Physical Fitness Test Preparation Guide [PDF]
Once you pass the physical fitness test, you are required to attend weekly training at your fire station and to attend all station meetings. You are not permitted to carry a pager or attend calls until after completing Volunteer Recruit Training (Phase Five).
Phase Five: Training
Successful volunteer firefighter recruits will be assigned to a spring or fall Volunteer Recruit Training Class (VRT). Volunteer Recruit Training is mandatory and includes both hands-on and eLearning components. VRT takes seven weekends to complete. See brochure for more information.
Phase Six: Graduation
A graduation ceremony is held for those who successfully complete Volunteer Recruit Training. VRT graduates are considered probationary volunteer firefighters for one year.
What does HRFE provide in return for my volunteer time?
- Free Level I firefighting training
- Free medical first responder training
- Firefighter and family assistance program
- Life insurance
- Annual honourarium based on your participation level
Frequently asked questions (FAQs)
I don’t live in an area that accepts volunteer firefighters. Can I volunteer in another area?
No, you must be a permanent resident of the area where you wish to volunteer and you must live in that station’s primary coverage area.
Is there a cost to apply?
No cost to apply.
I am a volunteer firefighter in another jurisdiction.
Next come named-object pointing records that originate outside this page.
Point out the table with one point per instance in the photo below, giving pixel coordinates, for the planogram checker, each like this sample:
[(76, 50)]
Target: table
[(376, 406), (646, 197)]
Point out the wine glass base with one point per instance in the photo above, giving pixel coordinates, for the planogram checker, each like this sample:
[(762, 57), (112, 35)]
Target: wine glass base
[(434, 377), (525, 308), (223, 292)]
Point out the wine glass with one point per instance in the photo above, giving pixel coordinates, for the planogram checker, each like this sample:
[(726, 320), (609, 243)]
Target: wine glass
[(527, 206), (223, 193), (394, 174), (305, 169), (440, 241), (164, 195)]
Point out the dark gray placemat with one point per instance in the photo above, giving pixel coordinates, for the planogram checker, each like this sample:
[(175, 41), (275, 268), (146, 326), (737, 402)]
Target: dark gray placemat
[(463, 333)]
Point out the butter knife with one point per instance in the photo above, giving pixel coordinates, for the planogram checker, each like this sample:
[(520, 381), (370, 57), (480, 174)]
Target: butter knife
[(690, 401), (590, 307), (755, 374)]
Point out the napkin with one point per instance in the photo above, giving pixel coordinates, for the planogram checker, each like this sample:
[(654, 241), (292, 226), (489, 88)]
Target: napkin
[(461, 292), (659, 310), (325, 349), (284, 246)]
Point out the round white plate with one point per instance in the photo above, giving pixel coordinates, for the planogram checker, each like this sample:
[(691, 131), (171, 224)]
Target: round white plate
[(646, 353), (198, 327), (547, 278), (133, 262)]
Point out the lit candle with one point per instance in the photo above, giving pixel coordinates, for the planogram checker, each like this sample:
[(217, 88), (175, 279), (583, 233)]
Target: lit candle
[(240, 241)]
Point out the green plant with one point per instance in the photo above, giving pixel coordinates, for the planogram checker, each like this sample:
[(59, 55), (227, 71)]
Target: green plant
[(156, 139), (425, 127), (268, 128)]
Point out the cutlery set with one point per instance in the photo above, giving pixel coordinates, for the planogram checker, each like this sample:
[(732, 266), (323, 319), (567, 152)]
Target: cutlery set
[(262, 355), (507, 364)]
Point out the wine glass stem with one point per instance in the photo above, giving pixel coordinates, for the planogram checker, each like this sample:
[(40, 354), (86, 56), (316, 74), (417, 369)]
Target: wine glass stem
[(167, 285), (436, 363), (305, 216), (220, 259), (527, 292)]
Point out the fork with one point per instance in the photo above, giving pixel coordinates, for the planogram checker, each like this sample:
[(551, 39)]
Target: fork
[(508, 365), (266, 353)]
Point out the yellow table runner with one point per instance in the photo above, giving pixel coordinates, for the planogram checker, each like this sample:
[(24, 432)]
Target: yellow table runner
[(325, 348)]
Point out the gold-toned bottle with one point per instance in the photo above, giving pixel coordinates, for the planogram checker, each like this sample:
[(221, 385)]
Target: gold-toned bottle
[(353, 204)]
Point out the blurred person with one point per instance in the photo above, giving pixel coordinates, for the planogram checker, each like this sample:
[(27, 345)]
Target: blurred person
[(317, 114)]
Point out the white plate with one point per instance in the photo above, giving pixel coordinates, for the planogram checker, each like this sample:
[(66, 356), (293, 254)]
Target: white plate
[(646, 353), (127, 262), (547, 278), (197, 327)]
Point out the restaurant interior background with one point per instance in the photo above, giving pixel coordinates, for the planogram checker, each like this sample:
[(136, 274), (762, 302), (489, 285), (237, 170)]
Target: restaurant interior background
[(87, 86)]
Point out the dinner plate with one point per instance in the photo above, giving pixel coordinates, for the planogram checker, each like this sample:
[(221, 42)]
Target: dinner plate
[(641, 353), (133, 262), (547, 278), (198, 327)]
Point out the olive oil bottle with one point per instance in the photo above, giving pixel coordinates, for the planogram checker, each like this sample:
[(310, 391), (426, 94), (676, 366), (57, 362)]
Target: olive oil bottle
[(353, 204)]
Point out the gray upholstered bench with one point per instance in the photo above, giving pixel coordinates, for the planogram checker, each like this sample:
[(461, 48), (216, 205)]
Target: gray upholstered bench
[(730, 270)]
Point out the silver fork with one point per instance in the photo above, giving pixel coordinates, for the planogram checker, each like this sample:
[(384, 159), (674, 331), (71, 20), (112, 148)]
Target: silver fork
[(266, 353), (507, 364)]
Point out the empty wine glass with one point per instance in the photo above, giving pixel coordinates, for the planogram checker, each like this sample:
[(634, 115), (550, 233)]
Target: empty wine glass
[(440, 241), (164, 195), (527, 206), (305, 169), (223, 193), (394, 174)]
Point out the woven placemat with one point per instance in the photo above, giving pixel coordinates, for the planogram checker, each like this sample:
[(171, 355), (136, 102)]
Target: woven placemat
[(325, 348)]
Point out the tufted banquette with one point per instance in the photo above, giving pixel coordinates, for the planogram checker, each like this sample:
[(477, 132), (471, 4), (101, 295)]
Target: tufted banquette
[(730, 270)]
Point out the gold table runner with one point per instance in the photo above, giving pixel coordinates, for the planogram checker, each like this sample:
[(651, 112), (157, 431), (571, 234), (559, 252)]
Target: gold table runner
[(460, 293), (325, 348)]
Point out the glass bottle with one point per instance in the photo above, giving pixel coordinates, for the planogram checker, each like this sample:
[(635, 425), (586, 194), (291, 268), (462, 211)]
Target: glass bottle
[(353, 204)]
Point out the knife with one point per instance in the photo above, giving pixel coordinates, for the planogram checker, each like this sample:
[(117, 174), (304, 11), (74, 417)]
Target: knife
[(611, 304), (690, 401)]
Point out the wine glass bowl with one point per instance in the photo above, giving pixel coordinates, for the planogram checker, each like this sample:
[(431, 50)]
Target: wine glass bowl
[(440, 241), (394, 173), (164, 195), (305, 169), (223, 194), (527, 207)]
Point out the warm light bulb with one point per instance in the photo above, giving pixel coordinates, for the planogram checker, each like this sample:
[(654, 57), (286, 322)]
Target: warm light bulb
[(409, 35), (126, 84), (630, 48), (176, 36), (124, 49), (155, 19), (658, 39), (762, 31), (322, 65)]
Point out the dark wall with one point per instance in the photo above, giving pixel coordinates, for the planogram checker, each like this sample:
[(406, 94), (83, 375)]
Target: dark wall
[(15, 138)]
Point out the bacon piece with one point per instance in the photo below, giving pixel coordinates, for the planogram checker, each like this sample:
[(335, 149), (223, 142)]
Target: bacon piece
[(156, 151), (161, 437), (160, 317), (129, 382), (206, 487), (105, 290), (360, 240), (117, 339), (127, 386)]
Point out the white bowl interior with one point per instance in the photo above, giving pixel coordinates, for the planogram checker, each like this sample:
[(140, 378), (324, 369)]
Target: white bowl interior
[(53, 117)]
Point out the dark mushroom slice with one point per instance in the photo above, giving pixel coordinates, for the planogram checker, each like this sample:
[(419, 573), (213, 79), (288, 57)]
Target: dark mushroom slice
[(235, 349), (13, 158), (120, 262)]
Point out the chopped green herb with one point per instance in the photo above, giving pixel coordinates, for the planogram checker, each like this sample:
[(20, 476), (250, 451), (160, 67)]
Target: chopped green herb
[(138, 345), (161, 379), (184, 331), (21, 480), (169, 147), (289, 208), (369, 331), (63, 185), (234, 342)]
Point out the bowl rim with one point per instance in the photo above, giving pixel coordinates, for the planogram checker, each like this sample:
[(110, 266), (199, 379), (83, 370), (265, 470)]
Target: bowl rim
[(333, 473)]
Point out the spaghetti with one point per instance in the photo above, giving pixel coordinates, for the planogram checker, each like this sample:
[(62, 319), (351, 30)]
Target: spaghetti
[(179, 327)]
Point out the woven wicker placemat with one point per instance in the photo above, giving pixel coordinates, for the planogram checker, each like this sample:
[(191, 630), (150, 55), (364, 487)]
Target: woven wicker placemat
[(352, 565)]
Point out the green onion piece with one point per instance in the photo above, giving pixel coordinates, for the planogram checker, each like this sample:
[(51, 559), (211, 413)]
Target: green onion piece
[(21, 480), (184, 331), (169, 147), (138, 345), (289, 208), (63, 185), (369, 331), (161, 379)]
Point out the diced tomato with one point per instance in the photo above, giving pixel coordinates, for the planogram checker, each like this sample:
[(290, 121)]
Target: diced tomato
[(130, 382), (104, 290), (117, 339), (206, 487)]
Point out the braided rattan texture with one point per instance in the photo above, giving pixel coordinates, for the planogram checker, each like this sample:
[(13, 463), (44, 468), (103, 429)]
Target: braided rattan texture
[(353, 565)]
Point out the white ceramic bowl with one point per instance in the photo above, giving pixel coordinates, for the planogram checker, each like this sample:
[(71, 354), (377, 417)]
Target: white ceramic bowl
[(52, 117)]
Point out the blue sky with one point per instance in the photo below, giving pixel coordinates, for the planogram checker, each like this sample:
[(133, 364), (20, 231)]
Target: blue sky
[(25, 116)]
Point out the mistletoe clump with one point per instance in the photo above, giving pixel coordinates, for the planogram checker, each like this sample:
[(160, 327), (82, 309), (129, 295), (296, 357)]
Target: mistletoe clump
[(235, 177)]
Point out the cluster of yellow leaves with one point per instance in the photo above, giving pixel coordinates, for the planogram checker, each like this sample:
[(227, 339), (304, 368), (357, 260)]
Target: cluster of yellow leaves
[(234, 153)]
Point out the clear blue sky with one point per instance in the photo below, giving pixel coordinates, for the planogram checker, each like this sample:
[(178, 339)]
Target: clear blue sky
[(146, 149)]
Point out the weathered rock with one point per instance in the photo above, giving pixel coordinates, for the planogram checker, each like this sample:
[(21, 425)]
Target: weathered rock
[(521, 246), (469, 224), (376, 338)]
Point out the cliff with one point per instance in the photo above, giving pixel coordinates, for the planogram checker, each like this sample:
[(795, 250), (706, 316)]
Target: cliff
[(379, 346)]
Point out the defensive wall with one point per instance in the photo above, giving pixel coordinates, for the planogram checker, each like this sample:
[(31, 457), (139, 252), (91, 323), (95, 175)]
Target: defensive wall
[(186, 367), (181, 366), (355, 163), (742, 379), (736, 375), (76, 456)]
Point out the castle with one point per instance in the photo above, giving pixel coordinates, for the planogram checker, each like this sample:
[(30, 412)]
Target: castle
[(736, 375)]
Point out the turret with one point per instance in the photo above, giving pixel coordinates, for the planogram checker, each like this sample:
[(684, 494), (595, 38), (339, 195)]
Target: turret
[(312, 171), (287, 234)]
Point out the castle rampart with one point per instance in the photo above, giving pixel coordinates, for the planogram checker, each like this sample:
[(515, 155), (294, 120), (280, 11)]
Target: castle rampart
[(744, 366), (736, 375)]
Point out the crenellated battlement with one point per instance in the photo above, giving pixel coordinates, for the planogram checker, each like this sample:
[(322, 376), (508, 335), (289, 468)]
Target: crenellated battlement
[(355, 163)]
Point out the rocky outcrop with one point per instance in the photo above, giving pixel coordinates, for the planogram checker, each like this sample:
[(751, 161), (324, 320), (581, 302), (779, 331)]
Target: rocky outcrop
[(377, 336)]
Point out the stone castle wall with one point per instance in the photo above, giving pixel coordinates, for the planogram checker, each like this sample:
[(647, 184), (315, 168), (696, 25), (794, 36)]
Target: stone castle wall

Can I transfer to HRFE without having to go through the recruitment process?
No transfers accepted. All applicants are required to successfully complete all phases of the HRFE recruitment process.
If I have a criminal conviction that has not been pardoned, does that mean I can’t be a volunteer firefighter?
Firefighters are viewed as a person in authority and may interact with members of the public at their most vulnerable. Therefore, an adult criminal conviction of a violent offence or a sexual offence, for which a pardon has not been granted, may disqualify an individual from becoming a volunteer firefighter with HRFE. Each situation will be assessed on an individual basis and a determination made based on the nature of the offence and the length of time since the offence occurred.